Но это происшествие, кажется, мало чему научило Аню. Когда стемнело, мы гуляли с нею в песках, и она уходила все дальше и дальше от лагеря, так что мне было не по себе, но я, конечно, не показывал виду. Она рассказывала, как пахнут растения в пустыне: тюльпан Андросова, например, пахнет сладковато, как и полагается лилейным, у касатика тонкий запах анисового яблока, а у цветущего астрагала — еле слышный, чрезвычайно приятный запах, немного похожий на запах сирени. «А домой-то мы вернемся?» — хотелось мне спросить. Вообще, продолжала она, растения в песках пахнут слабо. Большинство не слышит этих запахов.

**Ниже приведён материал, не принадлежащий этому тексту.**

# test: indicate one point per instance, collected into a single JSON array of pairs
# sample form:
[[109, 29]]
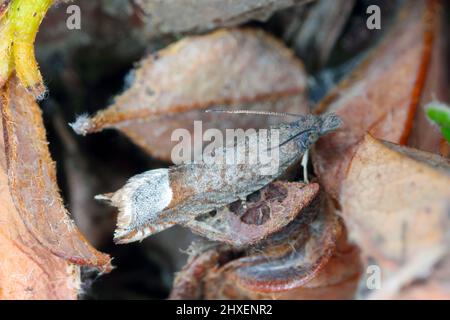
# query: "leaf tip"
[[81, 125]]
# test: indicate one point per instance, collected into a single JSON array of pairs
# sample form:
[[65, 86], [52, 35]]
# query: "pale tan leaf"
[[238, 68], [380, 96], [396, 203]]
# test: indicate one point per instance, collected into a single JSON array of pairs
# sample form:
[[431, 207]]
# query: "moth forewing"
[[157, 199]]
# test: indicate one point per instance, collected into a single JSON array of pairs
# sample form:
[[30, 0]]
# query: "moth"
[[158, 199]]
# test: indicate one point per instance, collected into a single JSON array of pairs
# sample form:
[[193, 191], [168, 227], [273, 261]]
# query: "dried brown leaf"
[[396, 203], [233, 67], [32, 182], [172, 16], [308, 258], [424, 135], [246, 223], [380, 96]]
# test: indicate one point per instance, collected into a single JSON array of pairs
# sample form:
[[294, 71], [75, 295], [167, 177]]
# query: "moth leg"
[[304, 165]]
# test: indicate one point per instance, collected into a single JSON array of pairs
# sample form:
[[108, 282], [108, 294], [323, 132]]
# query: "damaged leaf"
[[170, 89], [171, 16], [396, 203], [32, 181], [299, 262], [265, 212], [380, 96]]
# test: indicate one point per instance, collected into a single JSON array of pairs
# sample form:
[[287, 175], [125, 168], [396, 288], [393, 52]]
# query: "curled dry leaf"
[[32, 181], [309, 258], [314, 32], [172, 16], [381, 95], [27, 269], [403, 225], [170, 89], [434, 285], [264, 213]]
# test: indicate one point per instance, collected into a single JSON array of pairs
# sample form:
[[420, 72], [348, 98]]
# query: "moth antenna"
[[263, 113], [104, 197]]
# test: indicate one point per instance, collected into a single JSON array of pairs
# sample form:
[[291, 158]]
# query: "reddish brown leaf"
[[424, 135], [241, 225], [309, 258], [198, 15], [27, 269], [380, 96], [32, 181], [237, 68], [395, 201]]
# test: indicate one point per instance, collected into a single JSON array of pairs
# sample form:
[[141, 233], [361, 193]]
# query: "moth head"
[[140, 203], [329, 122]]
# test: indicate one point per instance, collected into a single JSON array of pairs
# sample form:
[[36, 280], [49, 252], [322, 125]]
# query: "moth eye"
[[313, 136]]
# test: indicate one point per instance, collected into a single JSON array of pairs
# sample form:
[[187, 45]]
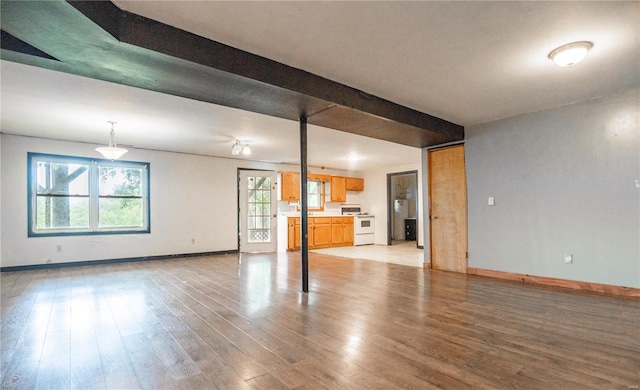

Я сказал, что принадлежу к большинству. Я не слышал ничего, кроме запаха полыни. Но я и не мог ничего услышать, объяснила Аня, потому что эфемеры сгорели две недели назад. И еще я слышал необыкновенную тишину пустыни, такую густую, что в ней исчезали все звуки, все запахи, все мысли и воспоминания, она поглощала все это легко и бесследно и оставалась тишиной. И даже, возможно, это была не тишина, а такое странное ощущение, вроде того, что было у меня однажды, когда я надышался эфиром, — ощущение бесконечности и пустоты вокруг. Мне нравилась девушка, ее белые зубы, ее твердые, неробкие пальцы: мы поддерживали друг друга, карабкаясь в сумерках по барханам и стараясь идти по их гребням шаг в шаг, как ходят верблюды. И мне казалось, что у меня много времени впереди и я все успею. Но пустыня ошеломила меня. И я ничего не успел.
Утром я уехал к чабанам, на север, а возвращался не через Тоутлы, а по Западной дороге, через Ясхан и Казанджик. И Аню я больше не видел.
Потом я побывал на серном заводе. Это в сердце Каракумской пустыни, туда надо лететь самолетом. Я прожил там шесть дней. И там выяснилось, что все мои прежние представления были неправильными и то, что, мне казалось, я понял, я понял неправильно. Жизнь в пустыне была гораздо проще и вместе с тем удивительней, чем я думал. Человек может жить везде. Была бы работа. Странное дело: я умирал от жары, когда жил в гостинице, не мог шевельнуть пальцем, чувствовал себя мочалкой, которую мяли, терли, изо всех сил выжали и повесили на гвоздь… Но через несколько дней я бегал на солнцепеке по городу, потом уехал в пески, трясся в автомобилях на душных дорогах, по многу часов проводил на жаре, лазая по барханам, и — ничего, не умер.
Конечно, тут сыграла роль привычка. Я втянулся в жару.